Chapter 1 – Waking Up Entirely Wrong
by inkadminNellie woke up to bright lights dancing in her eyes like a million fireflies. She stared at the moving shapes aimlessly, her eyelids only parted to slits. She couldn’t feel the rest of her body.
That made sense. She was supposed to be in a coma.
“Is she breathing?! I think I saw—quick, where is the—” A panicked voice came from her left. The sentence fizzled out in a word that she didn’t recognize.
“Add eight drops, and not one more! It’s not going to work any faster!” A second voice yelled, it was softer despite the underlying panic.
Looking at the blurred world beyond the curtain of fireflies, she saw two dark shadows move in the background.
They should’ve knocked me out by now. I wonder what’s taking so long, yelling about drops. Did they screw up the dosage of something important?!
There was no way to voice her concern. Her mouth wasn’t working at all. Panicking while she was trapped in her body wasn’t going to help.
She had agreed to this already. This was part of the process.
Nellie Strum had led a predictable life from a young age. She did everything she was supposed to do, and she was naturally good enough at them, though never spectacular. Fair to say she didn’t have a great time growing up, but she always had a direction.
She knew the answer to the question of ‘who do you want to be when you grow up?’ the day she played her first video game.

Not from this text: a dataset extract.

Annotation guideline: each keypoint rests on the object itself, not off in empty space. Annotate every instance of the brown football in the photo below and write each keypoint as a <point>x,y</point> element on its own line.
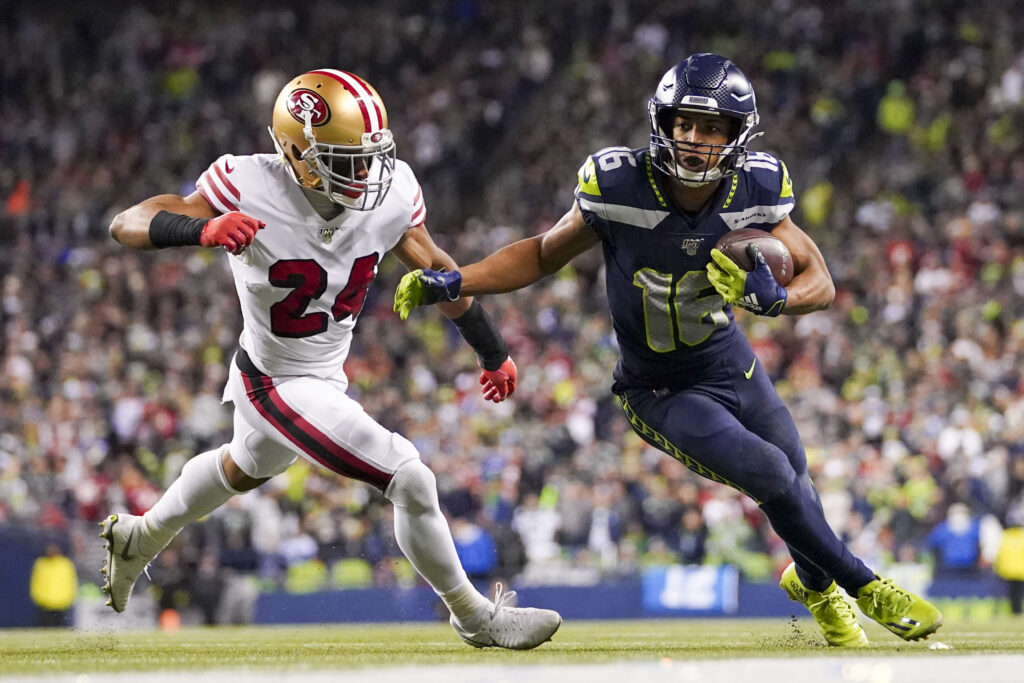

It’s how she later became a lead developer at Amberlith, the company that made the MMORPG that she spent most of her childhood with.
At twenty-two years old, she was hired just in time to be part of the founding team of the latest Amberlith project called Vainfall, a cutting-edge VRMMO.
She was more than satisfied with her life for the next eight years, hammering on a keyboard and getting paid an incredible amount of money for it.
Her predictable life crashed to the ground shortly after her thirtieth birthday when she went to the hospital for a nosebleed. Two days later, she received a detailed report on how it was going to end.
Nellie never slowed down enough to figure out what she felt about it. She was rich, but money could only free time one already had, not buy time one didn’t. She was scared. Much like a child who got badly wounded, she wanted to pretend it wasn’t there.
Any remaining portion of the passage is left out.